Apache to sell Gulf of Mexico shelf assets for $3.75 billion
BY KRISTIN JONES
HOUSTON -- Apache has agreed to sell its Gulf of Mexico shelf operations and properties to Fieldwood Energy LLC for $3.75 billion in cash, as the U.S. oil and gas company looks to pay down debt.
The Houston company said the sale to Fieldwood, an affiliate of New York private-equity firm Riverstone Holdings Ltd., is in line with a shift in focus to onshore production in North America.
Apache in May said it planned to sell $4 billion in assets this year, saying narrowing its focus to onshore production would be likely to provide the best return. The company has said it plans to use the proceeds to pay down debt and to buy back shares.
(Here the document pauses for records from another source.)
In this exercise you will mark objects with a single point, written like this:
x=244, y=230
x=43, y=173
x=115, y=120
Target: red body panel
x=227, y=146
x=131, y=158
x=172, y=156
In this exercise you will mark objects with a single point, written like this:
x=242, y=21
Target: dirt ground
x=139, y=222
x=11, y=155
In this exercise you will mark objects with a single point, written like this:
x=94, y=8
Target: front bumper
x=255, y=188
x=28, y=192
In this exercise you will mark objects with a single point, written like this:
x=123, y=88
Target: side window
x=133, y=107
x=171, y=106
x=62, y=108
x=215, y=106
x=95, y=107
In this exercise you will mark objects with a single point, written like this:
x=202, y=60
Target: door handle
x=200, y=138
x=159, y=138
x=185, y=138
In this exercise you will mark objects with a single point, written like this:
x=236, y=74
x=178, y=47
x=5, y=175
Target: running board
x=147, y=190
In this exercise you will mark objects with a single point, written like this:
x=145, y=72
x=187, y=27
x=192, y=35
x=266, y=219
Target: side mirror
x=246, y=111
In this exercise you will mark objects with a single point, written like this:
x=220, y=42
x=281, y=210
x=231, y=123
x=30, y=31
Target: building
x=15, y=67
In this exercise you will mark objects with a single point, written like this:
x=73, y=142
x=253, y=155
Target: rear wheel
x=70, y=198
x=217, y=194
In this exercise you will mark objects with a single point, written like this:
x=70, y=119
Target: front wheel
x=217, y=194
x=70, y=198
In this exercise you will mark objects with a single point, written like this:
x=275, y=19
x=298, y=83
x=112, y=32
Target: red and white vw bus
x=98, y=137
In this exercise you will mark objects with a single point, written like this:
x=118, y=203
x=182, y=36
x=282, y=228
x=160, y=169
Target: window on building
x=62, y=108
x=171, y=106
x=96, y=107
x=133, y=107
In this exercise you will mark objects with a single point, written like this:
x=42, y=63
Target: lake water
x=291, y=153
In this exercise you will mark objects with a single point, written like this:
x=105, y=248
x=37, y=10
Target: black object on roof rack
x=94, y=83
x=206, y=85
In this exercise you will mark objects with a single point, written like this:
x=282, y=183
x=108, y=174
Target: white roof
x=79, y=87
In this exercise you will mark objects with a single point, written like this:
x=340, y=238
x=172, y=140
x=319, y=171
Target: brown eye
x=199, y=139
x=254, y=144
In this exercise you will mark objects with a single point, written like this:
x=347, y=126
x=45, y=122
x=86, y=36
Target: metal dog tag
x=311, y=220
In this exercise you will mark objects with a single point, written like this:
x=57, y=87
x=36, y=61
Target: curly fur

The move comes as some energy producers, including Chesapeake Energy, that expanded aggressively during the recent energy boom are scaling back.
"At the end of this process, we expect Apache to have the right mix of assets to generate strong returns, drive more predictable production growth, and create shareholder value," said Chief Executive G. Steven Farris.
The properties sold to Fieldwood include more than 500 blocks and 1.9 million net acres. As of year end in 2012, total proved reserves in the properties were 239 MMboe, including more than 55% oil. Current daily production exceeds 95,000 barrels of oil equivalent.
Apache will keep a 50% stake in all exploration blocks and in developed blocks where high-potential plays are being tested.
Fieldwood will also assume all retirement obligations for the properties, estimated at a discounted value of around $1.5 billion.
The effective date of the sale was July 1, and sale is expected to close on Sept. 30.
Fieldwood has agreed to employ "substantially all" Apache's Gulf of Mexico employees, the companies said.
Apache shares were up 2.2% after hours to $85.40. Through the close, the stock was up 6.5% since the start of the year.